Além de sua impressionante geografia, a região de Vilcanota também é bastante rica do ponto de vista cultural. Diversas comunidades de língua quéchua vivem no entorno do Nevado Ausangate e demais montanhas da cordilheira, preservando um estilo de vida que se mantém inalterado há séculos devido ao seu isolamento. E é na Vilcanota onde acontece uma das manifestações religiosas mais antigas dos Andes, cujas origens remontam à época pré-colombiana, a festividade do Señor de Qoyllorit’i. A festa foi incorporada ao calendario e ao simbolismo católico, após a conquista espanhola, e atualmente mistura elementos cristãos com a religiosidade originária das comunidades quéchuas.

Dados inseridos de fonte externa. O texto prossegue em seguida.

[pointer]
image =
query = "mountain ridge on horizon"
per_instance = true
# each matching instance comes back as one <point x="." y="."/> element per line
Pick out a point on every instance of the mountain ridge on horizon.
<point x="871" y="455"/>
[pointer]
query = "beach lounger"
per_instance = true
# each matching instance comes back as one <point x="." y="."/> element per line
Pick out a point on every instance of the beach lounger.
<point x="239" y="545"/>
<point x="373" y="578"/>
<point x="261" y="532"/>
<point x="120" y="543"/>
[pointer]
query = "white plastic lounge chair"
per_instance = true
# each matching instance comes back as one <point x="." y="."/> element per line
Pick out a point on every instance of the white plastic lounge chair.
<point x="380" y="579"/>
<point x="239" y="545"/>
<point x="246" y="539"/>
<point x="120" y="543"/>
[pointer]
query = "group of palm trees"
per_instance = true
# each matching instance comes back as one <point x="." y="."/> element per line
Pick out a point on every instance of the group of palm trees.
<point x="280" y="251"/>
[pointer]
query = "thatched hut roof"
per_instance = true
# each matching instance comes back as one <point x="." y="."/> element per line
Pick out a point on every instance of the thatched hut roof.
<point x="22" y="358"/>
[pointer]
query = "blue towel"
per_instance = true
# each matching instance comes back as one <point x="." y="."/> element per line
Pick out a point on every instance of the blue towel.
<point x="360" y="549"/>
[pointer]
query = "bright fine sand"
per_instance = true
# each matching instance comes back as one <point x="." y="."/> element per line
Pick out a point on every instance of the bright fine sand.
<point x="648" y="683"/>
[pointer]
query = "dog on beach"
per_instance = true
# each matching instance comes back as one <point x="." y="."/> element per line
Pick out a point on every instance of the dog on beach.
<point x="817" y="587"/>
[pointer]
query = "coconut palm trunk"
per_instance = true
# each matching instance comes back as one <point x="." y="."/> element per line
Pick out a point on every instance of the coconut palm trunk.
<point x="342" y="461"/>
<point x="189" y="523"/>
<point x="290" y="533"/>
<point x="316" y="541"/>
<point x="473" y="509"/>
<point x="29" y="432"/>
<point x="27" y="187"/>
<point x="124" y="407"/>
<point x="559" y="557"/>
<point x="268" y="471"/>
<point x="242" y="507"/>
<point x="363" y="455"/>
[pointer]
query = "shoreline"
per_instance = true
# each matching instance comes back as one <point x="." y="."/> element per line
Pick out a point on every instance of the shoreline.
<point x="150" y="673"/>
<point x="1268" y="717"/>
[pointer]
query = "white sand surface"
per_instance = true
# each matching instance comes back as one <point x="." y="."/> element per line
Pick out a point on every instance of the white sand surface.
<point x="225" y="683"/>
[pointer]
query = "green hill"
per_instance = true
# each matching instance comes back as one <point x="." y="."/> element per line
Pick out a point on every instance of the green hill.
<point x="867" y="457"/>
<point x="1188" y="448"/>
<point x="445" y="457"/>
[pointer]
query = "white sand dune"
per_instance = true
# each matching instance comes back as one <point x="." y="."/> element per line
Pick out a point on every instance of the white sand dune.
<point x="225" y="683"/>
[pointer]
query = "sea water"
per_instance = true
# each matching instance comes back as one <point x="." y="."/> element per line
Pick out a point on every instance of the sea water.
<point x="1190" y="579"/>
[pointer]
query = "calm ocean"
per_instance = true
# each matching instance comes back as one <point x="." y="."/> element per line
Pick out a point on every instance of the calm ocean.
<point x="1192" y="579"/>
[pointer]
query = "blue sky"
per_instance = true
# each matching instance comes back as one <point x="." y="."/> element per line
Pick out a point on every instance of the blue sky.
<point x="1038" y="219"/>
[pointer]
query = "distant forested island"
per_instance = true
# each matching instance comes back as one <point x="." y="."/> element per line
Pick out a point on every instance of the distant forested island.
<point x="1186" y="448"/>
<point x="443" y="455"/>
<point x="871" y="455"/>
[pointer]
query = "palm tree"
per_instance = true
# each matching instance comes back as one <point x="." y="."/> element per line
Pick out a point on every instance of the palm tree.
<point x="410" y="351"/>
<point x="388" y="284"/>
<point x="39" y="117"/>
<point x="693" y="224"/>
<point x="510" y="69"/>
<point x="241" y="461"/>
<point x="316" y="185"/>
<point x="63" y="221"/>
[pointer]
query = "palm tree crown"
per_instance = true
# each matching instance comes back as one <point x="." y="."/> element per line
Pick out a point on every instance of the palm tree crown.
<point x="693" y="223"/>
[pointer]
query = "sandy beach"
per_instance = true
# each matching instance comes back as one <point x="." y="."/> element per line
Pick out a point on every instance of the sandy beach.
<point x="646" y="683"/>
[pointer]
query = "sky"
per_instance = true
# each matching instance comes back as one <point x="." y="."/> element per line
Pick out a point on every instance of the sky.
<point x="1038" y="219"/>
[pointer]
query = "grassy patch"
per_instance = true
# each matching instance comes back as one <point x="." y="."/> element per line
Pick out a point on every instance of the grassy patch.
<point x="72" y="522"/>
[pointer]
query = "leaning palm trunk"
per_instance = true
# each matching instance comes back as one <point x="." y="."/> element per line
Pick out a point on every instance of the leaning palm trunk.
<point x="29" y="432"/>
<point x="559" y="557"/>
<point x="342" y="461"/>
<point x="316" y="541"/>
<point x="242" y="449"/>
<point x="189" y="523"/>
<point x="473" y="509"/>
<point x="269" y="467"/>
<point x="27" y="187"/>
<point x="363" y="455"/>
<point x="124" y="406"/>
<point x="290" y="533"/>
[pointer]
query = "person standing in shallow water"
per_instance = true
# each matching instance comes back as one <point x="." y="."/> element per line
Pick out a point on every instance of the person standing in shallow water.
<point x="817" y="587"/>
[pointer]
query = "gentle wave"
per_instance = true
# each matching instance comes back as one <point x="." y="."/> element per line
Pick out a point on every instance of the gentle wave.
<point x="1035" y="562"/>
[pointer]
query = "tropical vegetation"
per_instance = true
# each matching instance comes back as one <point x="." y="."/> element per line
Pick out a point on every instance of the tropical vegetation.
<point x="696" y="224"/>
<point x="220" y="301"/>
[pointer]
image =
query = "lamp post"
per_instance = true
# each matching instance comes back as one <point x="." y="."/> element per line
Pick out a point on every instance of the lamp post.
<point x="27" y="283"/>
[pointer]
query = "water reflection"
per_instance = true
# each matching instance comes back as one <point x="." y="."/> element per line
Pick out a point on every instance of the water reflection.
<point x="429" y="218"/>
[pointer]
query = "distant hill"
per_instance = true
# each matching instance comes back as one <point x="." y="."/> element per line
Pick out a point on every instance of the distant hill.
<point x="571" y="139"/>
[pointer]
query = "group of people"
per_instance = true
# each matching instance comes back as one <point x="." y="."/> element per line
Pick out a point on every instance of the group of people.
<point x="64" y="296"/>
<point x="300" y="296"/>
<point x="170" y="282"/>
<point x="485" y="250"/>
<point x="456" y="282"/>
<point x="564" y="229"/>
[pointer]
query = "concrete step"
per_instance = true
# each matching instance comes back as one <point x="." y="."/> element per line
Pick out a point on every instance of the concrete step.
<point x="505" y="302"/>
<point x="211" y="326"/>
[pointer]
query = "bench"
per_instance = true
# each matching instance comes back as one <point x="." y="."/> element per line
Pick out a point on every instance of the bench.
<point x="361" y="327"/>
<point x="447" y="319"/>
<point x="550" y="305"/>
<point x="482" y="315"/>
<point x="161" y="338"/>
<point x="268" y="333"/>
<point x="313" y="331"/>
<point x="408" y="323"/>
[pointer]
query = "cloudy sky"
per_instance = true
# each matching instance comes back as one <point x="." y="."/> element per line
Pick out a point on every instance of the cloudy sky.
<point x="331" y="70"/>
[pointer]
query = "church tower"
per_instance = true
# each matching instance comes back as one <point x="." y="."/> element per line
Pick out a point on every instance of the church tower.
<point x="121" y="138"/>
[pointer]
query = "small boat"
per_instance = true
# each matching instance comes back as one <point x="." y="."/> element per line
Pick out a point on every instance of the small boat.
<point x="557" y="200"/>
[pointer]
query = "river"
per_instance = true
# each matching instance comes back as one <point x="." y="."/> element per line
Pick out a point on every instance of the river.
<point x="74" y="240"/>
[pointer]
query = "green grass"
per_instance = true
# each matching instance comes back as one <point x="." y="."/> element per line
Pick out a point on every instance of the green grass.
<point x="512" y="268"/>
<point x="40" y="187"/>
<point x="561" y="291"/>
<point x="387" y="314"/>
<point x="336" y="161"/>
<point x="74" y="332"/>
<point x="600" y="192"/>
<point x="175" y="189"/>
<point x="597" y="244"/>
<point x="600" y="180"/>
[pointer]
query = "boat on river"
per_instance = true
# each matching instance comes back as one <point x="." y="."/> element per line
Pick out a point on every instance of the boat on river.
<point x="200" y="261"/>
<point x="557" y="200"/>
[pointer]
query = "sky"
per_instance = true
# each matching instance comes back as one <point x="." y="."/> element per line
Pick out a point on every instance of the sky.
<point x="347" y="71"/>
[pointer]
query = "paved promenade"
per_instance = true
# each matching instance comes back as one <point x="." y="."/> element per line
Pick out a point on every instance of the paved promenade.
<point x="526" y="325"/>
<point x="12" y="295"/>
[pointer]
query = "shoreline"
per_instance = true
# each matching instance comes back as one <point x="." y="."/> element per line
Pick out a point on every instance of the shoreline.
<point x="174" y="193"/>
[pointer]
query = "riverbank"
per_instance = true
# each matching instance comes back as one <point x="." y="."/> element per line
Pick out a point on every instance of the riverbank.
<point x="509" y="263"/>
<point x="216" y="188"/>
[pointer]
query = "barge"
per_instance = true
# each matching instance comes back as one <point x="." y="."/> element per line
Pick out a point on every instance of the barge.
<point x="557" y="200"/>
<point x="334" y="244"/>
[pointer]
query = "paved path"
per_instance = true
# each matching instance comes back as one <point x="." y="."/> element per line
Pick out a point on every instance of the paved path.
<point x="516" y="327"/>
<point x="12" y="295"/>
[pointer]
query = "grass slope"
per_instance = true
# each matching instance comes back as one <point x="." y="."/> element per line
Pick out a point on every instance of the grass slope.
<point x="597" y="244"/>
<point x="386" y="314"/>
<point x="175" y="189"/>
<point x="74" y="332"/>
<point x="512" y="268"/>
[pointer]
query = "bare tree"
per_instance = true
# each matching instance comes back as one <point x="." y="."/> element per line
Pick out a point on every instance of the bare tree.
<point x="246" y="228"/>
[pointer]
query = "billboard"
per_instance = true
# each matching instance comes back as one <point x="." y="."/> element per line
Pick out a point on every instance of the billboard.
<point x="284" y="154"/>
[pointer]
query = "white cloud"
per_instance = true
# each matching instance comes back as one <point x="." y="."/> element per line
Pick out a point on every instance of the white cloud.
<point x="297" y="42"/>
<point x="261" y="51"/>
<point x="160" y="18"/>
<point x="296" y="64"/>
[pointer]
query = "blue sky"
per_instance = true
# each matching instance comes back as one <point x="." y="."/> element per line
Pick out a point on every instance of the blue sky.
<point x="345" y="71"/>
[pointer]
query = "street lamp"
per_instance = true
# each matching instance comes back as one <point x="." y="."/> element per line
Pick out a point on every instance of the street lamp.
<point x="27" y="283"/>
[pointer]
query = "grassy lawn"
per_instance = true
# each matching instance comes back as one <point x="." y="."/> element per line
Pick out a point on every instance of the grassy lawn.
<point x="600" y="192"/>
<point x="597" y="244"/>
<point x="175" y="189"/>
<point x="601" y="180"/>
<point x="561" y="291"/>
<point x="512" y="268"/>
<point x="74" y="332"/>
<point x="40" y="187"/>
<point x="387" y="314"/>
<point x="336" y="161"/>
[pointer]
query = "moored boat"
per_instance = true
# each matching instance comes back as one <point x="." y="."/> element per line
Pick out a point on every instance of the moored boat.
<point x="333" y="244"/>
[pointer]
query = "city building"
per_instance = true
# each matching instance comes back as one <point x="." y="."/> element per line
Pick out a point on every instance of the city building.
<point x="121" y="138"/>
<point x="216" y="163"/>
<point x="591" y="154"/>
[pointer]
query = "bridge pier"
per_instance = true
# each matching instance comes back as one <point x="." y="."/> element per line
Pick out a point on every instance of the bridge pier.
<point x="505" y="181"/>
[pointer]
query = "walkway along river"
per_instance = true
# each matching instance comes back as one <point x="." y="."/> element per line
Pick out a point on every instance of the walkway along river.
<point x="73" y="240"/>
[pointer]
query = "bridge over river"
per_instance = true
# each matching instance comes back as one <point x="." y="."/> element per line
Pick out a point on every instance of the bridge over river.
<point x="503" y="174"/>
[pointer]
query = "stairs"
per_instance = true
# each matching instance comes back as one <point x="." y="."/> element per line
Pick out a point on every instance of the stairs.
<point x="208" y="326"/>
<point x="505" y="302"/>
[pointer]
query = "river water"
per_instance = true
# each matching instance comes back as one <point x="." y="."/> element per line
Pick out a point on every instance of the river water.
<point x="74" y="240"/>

É uma espécie de peregrinação, que recebe visitantes de várias partes dos Andes peruanos e tem como ponto culminante a escalada do glaciar do Nevado Colque Punku (5471 m) pelos devotos, para extrair blocos de gelo que teriam propriedades milagrosas. A UNESCO reconheceu em 2011 a importância da festa do Señor de Qoyllorit’i, declarando-a Patrimônio Cultural Imaterial da Humanidade.
O cenário da Cordilheira Vilcanota também teve um papel fundamental no imaginário religioso inca e em sua geografia sagrada. O Nevado Ausangate era considerado uma importante e poderosa deidade, ou Apu, e, junto com o Nevado Salcantay (6271 m), foram as montanhas mais veneradas na região de Cusco. O rio Vilcanota ou Urubamba, que nasce nas ladeiras do Ausangate, também era considerado sagrado. No solstício de dezembro o sol, visto de Machu Picchu, parece nascer diretamente do cânion do rio Vilcanota.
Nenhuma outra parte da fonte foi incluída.